I have to pay for my RCI membership because my ownership predates the 2008 change (or whenever it was).   I know that sometimes there are codes or promotions where you pay for X years and you get Y years of ownership.

Does anyone know if there is such a promotion now?  Do TUGgers think that RCI is "worth it"?    I used to use for bulk banks but I don't really do that anymore.   I can see doing TradeWinds exchanges, which is probably the only reason to renew at this point, but even that is a justification.

Please advise and thank you!


----------



## klpca (Jul 13, 2022)

GregT said:


> Good morning All,
> 
> I have to pay for my RCI membership because my ownership predates the 2008 change (or whenever it was).   I know that sometimes there are codes or promotions where you pay for X years and you get Y years of ownership.
> 
> ...


RCI is ok but II is better imo. Regarding Tradewinds, you can access those weeks via the HGVC portal. I usually see a lot of weeks using points, but I see a few weeks available for rental ~ $300-$400 per week. I dropped my RCI membership and just use the HGVC portal to see inventory.


----------



## TheHappyWanderer (Jul 13, 2022)

Are there any deals/discounts/codes for Worldmark owners who want to sign up for RCI?


----------



## silentg (Jul 13, 2022)

I’m contemplating my RCI membership it’s expiring in January 2023. I might just use my weeks, as I like where they are and enjoy going.


----------



## tony_i (Jul 16, 2022)

Last year worldmark was offering 2 years for the price of 1 under the old website. Not sure on the new one, but might be worth a call and ask RCI if it is still available.  Could have been code: WMRCIOFFER.   I got the offer, and I usually pull less inventory than my non WM RCI accounts. I find it good for the very expensive studios and hotel units, like in NYC, but again, does not pull all the available inventory.


----------



## rickandcindy23 (Jul 16, 2022)

I just joined II with my WorldMark account.  I am hoping for some good exchanges.


----------



## TheHappyWanderer (Jul 19, 2022)

tony_i said:


> Last year worldmark was offering 2 years for the price of 1 under the old website. Not sure on the new one, but might be worth a call and ask RCI if it is still available.  Could have been code: WMRCIOFFER.   I got the offer, and I usually pull less inventory than my non WM RCI accounts. I find it good for the very expensive studios and hotel units, like in NYC, but again, does not pull all the available inventory.

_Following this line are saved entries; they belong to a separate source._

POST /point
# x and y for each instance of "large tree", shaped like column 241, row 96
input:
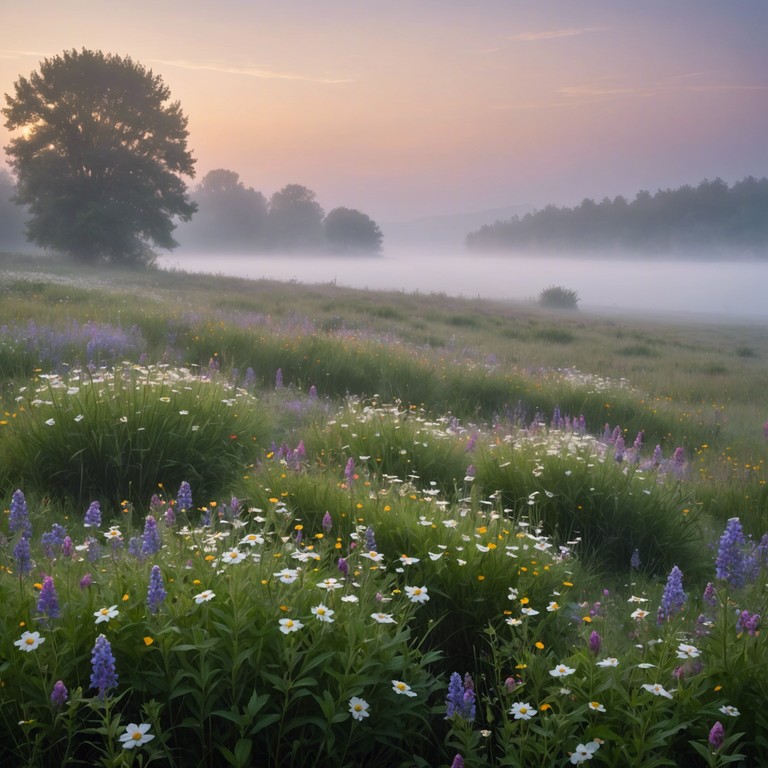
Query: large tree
column 100, row 157
column 350, row 231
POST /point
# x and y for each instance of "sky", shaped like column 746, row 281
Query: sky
column 413, row 108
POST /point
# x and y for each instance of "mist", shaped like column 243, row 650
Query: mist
column 711, row 290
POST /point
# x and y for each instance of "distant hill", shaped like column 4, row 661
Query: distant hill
column 705, row 221
column 445, row 231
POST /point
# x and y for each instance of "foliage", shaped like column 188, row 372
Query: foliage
column 557, row 297
column 100, row 157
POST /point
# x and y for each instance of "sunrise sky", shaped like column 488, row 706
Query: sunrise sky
column 409, row 108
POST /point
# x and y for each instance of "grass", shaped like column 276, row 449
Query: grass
column 388, row 488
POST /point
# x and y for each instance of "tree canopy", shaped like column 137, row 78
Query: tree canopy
column 100, row 157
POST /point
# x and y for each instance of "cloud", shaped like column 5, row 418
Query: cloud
column 555, row 34
column 247, row 71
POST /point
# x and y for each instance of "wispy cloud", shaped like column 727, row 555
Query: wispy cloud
column 247, row 70
column 554, row 34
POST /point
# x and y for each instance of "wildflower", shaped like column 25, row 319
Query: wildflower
column 184, row 497
column 93, row 515
column 287, row 575
column 584, row 752
column 358, row 708
column 105, row 614
column 59, row 694
column 18, row 519
column 289, row 625
column 103, row 675
column 522, row 711
column 322, row 613
column 730, row 564
column 48, row 601
column 156, row 592
column 22, row 555
column 29, row 641
column 136, row 735
column 150, row 540
column 417, row 594
column 685, row 651
column 398, row 686
column 657, row 690
column 673, row 598
column 716, row 736
column 561, row 670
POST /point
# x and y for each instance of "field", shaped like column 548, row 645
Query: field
column 251, row 523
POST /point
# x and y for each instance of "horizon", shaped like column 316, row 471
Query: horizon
column 412, row 111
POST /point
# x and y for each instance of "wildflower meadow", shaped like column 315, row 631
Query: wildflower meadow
column 254, row 525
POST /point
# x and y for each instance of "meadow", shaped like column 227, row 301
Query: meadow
column 252, row 523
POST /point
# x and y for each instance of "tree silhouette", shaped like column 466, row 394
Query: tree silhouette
column 100, row 157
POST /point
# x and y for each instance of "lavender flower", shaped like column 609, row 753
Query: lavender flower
column 103, row 674
column 349, row 471
column 327, row 523
column 48, row 601
column 156, row 592
column 22, row 555
column 716, row 736
column 93, row 515
column 150, row 540
column 18, row 520
column 59, row 694
column 730, row 565
column 673, row 598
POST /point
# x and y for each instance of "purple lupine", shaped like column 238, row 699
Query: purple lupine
column 93, row 515
column 103, row 674
column 53, row 540
column 156, row 591
column 150, row 540
column 184, row 497
column 716, row 736
column 59, row 694
column 673, row 598
column 18, row 519
column 48, row 600
column 349, row 471
column 22, row 555
column 729, row 564
column 748, row 622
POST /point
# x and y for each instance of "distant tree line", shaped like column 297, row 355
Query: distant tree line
column 234, row 218
column 708, row 217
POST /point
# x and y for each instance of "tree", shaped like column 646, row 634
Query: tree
column 349, row 230
column 230, row 216
column 295, row 219
column 99, row 158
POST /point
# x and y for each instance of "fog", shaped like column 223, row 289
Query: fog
column 685, row 289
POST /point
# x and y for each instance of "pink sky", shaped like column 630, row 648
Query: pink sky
column 411, row 108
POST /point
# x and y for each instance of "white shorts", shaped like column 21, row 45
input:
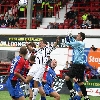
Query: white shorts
column 37, row 72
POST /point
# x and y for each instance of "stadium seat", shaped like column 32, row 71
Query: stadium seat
column 33, row 26
column 23, row 27
column 66, row 27
column 60, row 26
column 25, row 21
column 21, row 21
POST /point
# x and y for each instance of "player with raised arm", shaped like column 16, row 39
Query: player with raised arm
column 15, row 75
column 30, row 46
column 78, row 66
column 36, row 72
column 50, row 77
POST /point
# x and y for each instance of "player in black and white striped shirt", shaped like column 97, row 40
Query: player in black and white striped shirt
column 36, row 72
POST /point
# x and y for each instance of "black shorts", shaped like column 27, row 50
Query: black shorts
column 77, row 71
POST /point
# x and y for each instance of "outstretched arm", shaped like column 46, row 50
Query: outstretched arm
column 56, row 43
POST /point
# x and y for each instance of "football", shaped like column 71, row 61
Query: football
column 23, row 2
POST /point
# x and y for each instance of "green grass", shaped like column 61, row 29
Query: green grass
column 4, row 95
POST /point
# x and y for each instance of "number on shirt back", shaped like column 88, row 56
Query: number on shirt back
column 13, row 65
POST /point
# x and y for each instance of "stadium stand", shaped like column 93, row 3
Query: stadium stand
column 68, row 14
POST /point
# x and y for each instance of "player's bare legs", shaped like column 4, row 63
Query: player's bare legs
column 20, row 98
column 41, row 91
column 55, row 95
column 31, row 94
column 35, row 89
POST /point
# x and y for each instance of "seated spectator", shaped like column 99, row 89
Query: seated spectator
column 93, row 48
column 95, row 22
column 75, row 13
column 66, row 66
column 3, row 25
column 69, row 15
column 74, row 21
column 88, row 72
column 94, row 73
column 2, row 20
column 84, row 17
column 39, row 18
column 76, row 26
column 70, row 64
column 55, row 25
column 84, row 25
column 90, row 17
column 14, row 21
column 90, row 25
column 16, row 26
column 7, row 21
column 10, row 17
column 50, row 26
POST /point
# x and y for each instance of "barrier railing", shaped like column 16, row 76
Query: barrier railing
column 92, row 7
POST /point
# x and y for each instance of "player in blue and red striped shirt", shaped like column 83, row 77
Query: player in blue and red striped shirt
column 16, row 75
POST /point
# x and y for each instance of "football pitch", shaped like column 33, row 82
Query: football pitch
column 4, row 95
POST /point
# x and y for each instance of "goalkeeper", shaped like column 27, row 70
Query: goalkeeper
column 78, row 66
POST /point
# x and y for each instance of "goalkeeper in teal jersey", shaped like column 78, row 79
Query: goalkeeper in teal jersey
column 78, row 66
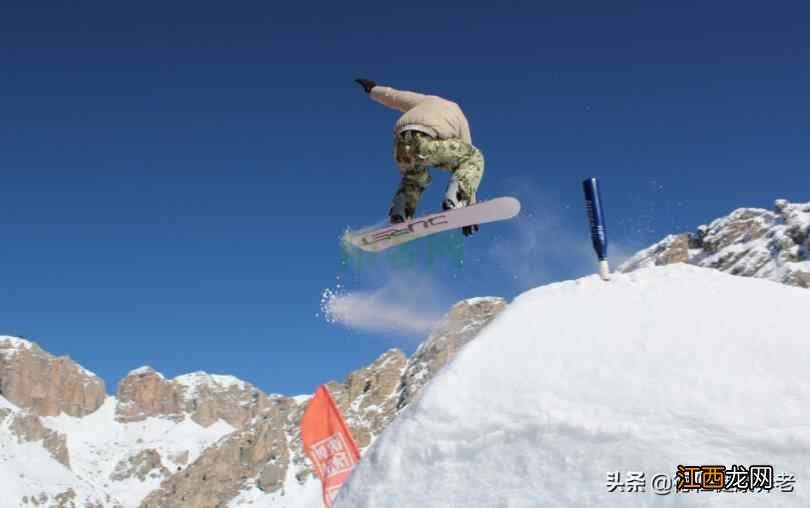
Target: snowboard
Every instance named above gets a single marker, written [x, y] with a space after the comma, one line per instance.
[380, 239]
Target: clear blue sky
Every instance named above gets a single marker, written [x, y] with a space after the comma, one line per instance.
[175, 175]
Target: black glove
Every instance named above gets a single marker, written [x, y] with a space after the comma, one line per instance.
[367, 84]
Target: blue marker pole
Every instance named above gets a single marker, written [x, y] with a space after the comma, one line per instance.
[596, 217]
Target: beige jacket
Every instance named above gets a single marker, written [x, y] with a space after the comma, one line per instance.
[427, 113]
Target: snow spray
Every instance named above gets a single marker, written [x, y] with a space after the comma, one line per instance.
[596, 217]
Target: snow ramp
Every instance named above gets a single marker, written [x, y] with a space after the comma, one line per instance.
[587, 393]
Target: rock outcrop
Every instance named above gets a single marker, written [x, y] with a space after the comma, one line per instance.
[29, 428]
[205, 398]
[46, 385]
[750, 242]
[261, 453]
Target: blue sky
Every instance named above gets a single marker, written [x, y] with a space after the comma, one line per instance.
[175, 176]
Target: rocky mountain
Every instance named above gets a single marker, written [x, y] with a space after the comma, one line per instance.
[198, 440]
[753, 242]
[203, 440]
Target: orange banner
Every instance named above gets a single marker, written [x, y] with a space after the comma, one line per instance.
[328, 443]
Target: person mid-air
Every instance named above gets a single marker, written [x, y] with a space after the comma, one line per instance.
[432, 132]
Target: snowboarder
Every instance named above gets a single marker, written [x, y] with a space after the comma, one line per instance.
[432, 132]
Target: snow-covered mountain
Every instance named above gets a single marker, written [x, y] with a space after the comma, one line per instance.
[198, 440]
[205, 440]
[752, 242]
[575, 381]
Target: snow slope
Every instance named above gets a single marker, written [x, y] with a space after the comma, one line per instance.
[29, 472]
[667, 366]
[101, 446]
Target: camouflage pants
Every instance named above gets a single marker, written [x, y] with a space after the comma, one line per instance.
[415, 153]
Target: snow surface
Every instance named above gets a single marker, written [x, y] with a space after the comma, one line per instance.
[195, 380]
[97, 443]
[143, 370]
[10, 345]
[292, 494]
[668, 366]
[28, 469]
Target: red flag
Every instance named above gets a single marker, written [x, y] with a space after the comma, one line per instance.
[328, 443]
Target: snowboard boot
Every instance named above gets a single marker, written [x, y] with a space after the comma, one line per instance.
[399, 210]
[454, 198]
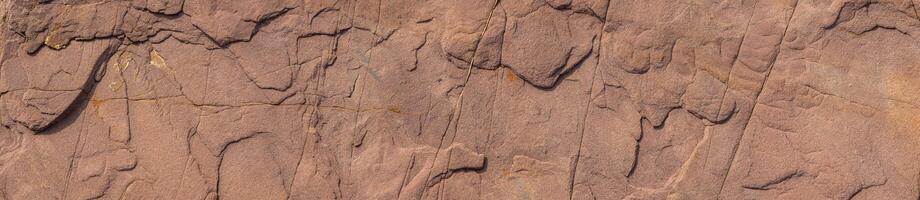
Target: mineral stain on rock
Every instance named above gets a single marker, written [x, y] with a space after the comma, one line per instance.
[459, 99]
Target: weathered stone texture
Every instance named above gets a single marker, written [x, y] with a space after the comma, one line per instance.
[459, 99]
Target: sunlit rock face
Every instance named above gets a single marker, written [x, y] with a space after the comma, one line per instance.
[459, 99]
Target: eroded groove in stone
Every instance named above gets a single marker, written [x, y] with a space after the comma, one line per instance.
[456, 99]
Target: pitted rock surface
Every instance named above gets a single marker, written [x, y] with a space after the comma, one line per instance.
[459, 99]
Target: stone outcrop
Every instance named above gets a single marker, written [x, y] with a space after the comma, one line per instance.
[459, 99]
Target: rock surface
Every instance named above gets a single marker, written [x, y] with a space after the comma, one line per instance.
[459, 99]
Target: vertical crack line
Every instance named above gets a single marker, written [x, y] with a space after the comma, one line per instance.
[318, 79]
[581, 125]
[735, 61]
[458, 108]
[737, 144]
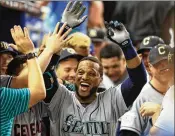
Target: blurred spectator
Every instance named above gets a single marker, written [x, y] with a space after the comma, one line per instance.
[80, 43]
[67, 65]
[6, 55]
[145, 18]
[133, 122]
[114, 63]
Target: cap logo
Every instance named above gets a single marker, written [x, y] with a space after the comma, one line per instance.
[4, 45]
[71, 51]
[146, 41]
[161, 50]
[93, 33]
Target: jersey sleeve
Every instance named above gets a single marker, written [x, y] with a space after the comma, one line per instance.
[132, 120]
[14, 101]
[165, 121]
[5, 80]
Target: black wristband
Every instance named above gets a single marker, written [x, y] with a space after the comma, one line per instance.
[65, 29]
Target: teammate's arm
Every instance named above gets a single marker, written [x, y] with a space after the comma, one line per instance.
[35, 79]
[128, 133]
[131, 87]
[73, 19]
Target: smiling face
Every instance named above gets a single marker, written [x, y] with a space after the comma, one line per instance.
[87, 79]
[67, 69]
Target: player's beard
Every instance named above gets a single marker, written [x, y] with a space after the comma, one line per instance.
[92, 92]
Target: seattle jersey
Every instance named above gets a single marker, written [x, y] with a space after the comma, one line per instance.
[69, 118]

Thanks. The offer on the new WM website with that discount code is $99 for one year/$179 for two years. Is that really a discount?  That seems to be the going rate on RCI.com from what I can tell.


----------



## tony_i (Jul 19, 2022)

TheHappyWanderer said:


> Thanks. The offer on the new WM website with that discount code is $99 for one year/$179 for two years. Is that really a discount? That seems to be the going rate on RCI.com from what I can tell.



No, that is not the discount. it was 2 years for $99. That is why I suggested you call RCI and see if they can give you that offers. 


Sent from my iPhone using Tapatalk


----------



## TheHappyWanderer (Jul 19, 2022)

tony_i said:


> No, that is not the discount. it was 2 years for $99. That is why I suggested you call RCI and see if they can give you that offers.
> 
> 
> Sent from my iPhone using Tapatalk


Can you call RCI and let me know?


----------